Perhaps we do. Because we can sneer at a bowler now. We can more easily than before. We can howl at him from our haunches all the obscenities we can excrete in the guise of wit. Twitter and stuff like that is hooked to broadcast. That's more entertaining than cricket. The one who howls out from his haunches is an instant star. A bigger one than the poor fellow who toiled hard growing up to play for his country. Since this is a viewer-driven system as we are told, perhaps all this is right. Perhaps.

There is simply no need to make ODIs look like two-and-a-half innings each of T20. That's about the stupidest logic if ever there was one. T20 is relished for what it is because one expects that difference. ODIs are relished for what they are. It is unlikely the T20 crowds will ever come to ODIs since it isn't a 3-hour late night bangabout in the first place and will never be.
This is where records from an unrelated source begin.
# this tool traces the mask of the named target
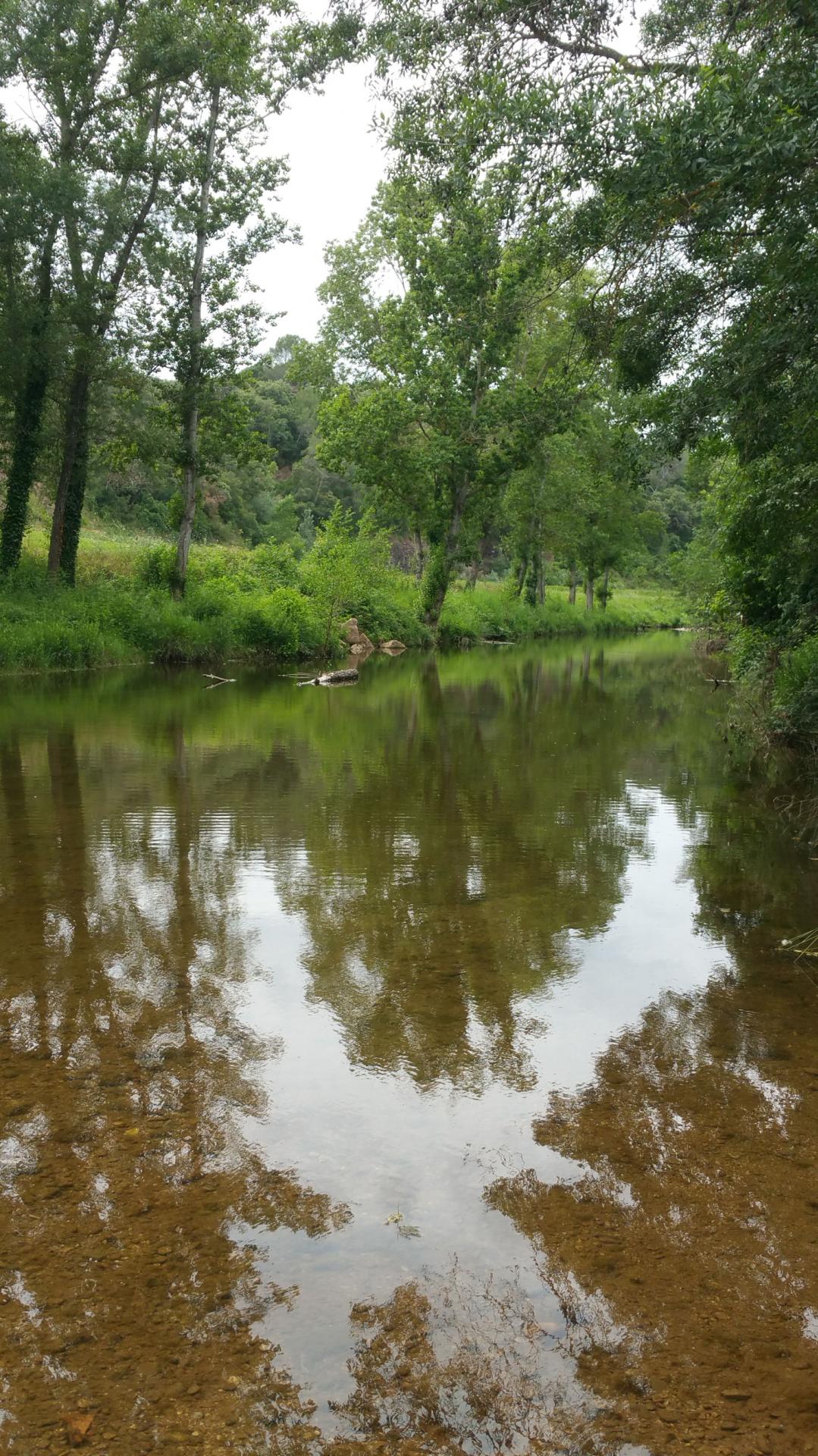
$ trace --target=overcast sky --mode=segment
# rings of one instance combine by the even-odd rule
[[[349,66],[329,77],[322,96],[295,96],[271,124],[271,150],[290,157],[278,210],[303,239],[300,246],[275,248],[253,268],[265,307],[285,310],[274,333],[316,335],[325,246],[352,236],[383,176],[384,157],[371,131],[376,109],[367,68]]]

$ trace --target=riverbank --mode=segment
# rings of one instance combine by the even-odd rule
[[[0,585],[0,671],[307,661],[342,651],[339,626],[346,616],[357,616],[376,642],[432,644],[416,581],[374,555],[338,566],[314,552],[295,561],[278,546],[199,546],[191,555],[186,596],[175,601],[166,545],[89,536],[74,590],[45,579],[42,545],[33,536],[19,571]],[[598,636],[683,623],[681,601],[661,588],[623,587],[607,610],[585,612],[581,603],[571,606],[559,587],[549,588],[541,607],[531,607],[498,584],[467,591],[456,582],[438,642]]]

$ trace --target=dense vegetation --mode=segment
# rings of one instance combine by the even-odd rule
[[[684,587],[766,732],[818,734],[818,9],[656,0],[629,48],[624,19],[6,6],[29,112],[0,119],[6,662],[60,660],[25,623],[115,657],[128,612],[176,633],[156,655],[332,649],[341,533],[345,609],[412,642],[553,628],[568,597],[573,625],[578,590],[595,628],[623,579]],[[320,338],[265,352],[265,116],[361,57],[386,181],[329,250]],[[92,582],[83,510],[176,549]]]

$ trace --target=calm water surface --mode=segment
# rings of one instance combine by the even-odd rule
[[[818,863],[723,696],[3,683],[1,1450],[818,1452]]]

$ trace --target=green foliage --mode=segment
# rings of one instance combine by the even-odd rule
[[[818,738],[818,633],[785,652],[773,676],[776,729],[789,738]]]
[[[352,606],[374,630],[378,606],[387,593],[390,578],[397,574],[389,565],[389,539],[378,531],[371,517],[355,530],[352,518],[336,505],[329,521],[319,530],[314,545],[301,565],[301,584],[314,603],[322,623],[322,652],[326,655],[338,641],[338,629]],[[361,623],[365,628],[365,622]]]
[[[440,620],[441,641],[450,645],[479,642],[521,642],[530,638],[598,636],[648,628],[675,628],[686,622],[684,606],[670,591],[617,591],[616,601],[603,610],[585,612],[571,606],[565,593],[547,594],[543,606],[531,606],[514,593],[477,587],[474,591],[450,591]]]
[[[416,581],[389,565],[387,542],[371,523],[357,534],[341,513],[301,562],[272,543],[255,550],[194,546],[183,601],[167,594],[175,559],[169,542],[86,537],[74,590],[44,579],[42,536],[32,543],[38,555],[23,555],[0,584],[1,671],[338,657],[338,628],[346,614],[376,642],[431,642]],[[531,609],[507,590],[479,585],[450,593],[441,636],[511,641],[678,620],[680,604],[668,593],[620,590],[607,613],[585,613],[569,609],[563,593],[559,600],[549,594],[544,609]]]

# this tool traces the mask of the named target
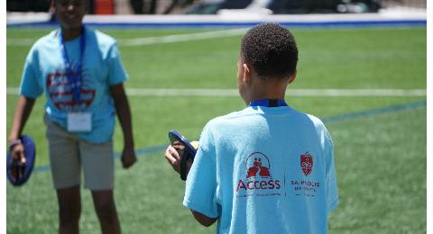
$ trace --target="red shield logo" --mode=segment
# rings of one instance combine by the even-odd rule
[[[305,176],[309,176],[313,170],[313,157],[309,152],[300,155],[300,168]]]

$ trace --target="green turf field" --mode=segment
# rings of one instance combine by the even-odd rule
[[[132,38],[192,33],[212,29],[101,29],[118,39],[134,88],[235,88],[241,36],[127,47]],[[7,40],[29,41],[51,29],[7,29]],[[298,78],[290,105],[327,122],[336,147],[340,204],[330,233],[426,232],[426,109],[410,104],[425,96],[290,97],[290,89],[424,89],[425,28],[293,29],[299,50]],[[7,86],[19,86],[28,45],[7,46]],[[9,130],[18,96],[7,95]],[[48,164],[40,98],[24,130],[37,141],[38,166]],[[137,149],[168,143],[177,129],[194,139],[211,118],[244,107],[240,97],[130,96]],[[378,108],[398,106],[384,112]],[[115,149],[122,149],[117,128]],[[162,152],[139,156],[125,171],[116,166],[115,198],[124,233],[214,233],[181,205],[184,184]],[[91,198],[83,191],[82,233],[98,233]],[[25,218],[24,222],[18,220]],[[55,233],[57,205],[49,171],[22,188],[7,185],[8,233]]]

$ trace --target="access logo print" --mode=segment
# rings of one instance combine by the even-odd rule
[[[261,152],[254,152],[246,158],[244,166],[245,178],[240,179],[235,188],[238,196],[277,194],[269,193],[259,194],[255,193],[274,191],[281,187],[281,180],[272,176],[271,161],[268,157]]]
[[[253,153],[246,158],[246,177],[271,177],[269,158],[262,153]]]
[[[73,76],[77,76],[77,66],[72,68]],[[83,71],[83,84],[80,90],[79,103],[74,102],[72,85],[68,80],[66,72],[52,72],[47,76],[46,87],[54,105],[60,111],[86,110],[94,101],[96,91],[91,88],[86,72]]]
[[[300,168],[306,176],[311,174],[313,170],[313,157],[309,152],[300,155]]]

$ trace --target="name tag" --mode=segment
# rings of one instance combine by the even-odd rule
[[[89,112],[68,113],[68,131],[91,131],[92,114]]]

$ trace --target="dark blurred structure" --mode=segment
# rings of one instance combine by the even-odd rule
[[[88,14],[94,14],[95,2],[88,0]],[[42,12],[50,11],[51,0],[7,0],[6,11],[8,12]]]
[[[253,0],[226,0],[221,3],[201,3],[187,14],[216,14],[220,9],[244,9]],[[272,0],[264,7],[273,14],[327,14],[327,13],[365,13],[377,12],[380,0]]]
[[[381,8],[427,8],[427,0],[88,0],[88,14],[213,14],[221,9],[249,9],[273,14],[374,13]],[[51,0],[6,0],[8,12],[49,12]],[[265,4],[263,4],[265,3]]]
[[[131,8],[134,14],[156,14],[157,0],[130,0]]]
[[[8,12],[48,12],[51,0],[6,0]]]

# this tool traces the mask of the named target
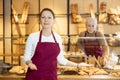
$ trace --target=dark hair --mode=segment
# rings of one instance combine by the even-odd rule
[[[53,18],[55,19],[55,13],[54,13],[53,10],[50,9],[50,8],[44,8],[44,9],[42,9],[42,11],[40,12],[40,17],[41,17],[41,15],[42,15],[42,13],[43,13],[44,11],[50,11],[50,12],[52,13],[52,15],[53,15]]]

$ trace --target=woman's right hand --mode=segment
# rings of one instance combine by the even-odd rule
[[[29,67],[31,70],[37,70],[36,65],[33,64],[33,63],[29,63],[29,64],[28,64],[28,67]]]

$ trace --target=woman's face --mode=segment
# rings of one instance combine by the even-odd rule
[[[95,31],[95,26],[94,26],[94,24],[87,24],[87,25],[86,25],[86,28],[87,28],[87,31],[88,31],[89,33],[93,33],[93,32]]]
[[[52,28],[54,24],[54,18],[50,11],[43,11],[41,14],[41,25],[43,29]]]

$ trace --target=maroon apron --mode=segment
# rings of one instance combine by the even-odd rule
[[[85,37],[87,35],[87,32],[85,32]],[[96,32],[95,32],[96,37]],[[98,58],[98,56],[102,56],[103,50],[100,47],[98,39],[85,39],[84,40],[84,49],[87,56],[95,56]]]
[[[37,70],[30,70],[26,73],[25,80],[57,80],[57,56],[60,52],[54,34],[54,42],[41,42],[42,31],[37,43],[32,62],[37,66]]]

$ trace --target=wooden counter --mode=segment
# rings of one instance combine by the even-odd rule
[[[18,75],[0,75],[0,80],[24,80],[25,76]],[[58,75],[58,80],[120,80],[120,77],[114,77],[109,75]]]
Even if they do, there still will be empty seats as we saw in Bengaluru last night during the finale. Plenty of poor viewer ratings shouted out by those empty seats, if you ask me. If social media is any kind of standard, didn't see a commensurate increase in viewership. The cricket addicts from before the rule changes were all there...can't say if there were any new ones...if at all, there may have been withdrawals.

The punch-drunkenness caused by two-and-a-half T20 matches rolled into one ODI can finally kill ODIs. Not rescue it. If ODIs need rescuing at all that is. Maybe killing ODIs is what everybody wants. Including ICC. Trash the classics on hot-rod tracks a few final times and get rid of them forever.

Get rid of the fifth fielder rule at least. Let ODIs be a test of something different from T20. Meanwhile bowlers must adapt. Till the stupid rule is shelved. Teams who do so quickly will be kings for a brief while. Till their assets are burnt out. But these assets are not ICC's. No sir, players are not assets of the International Cricket Council. They're just stuff to be hot-rodded and raced. So why care? Bung in viewer ratings into our face.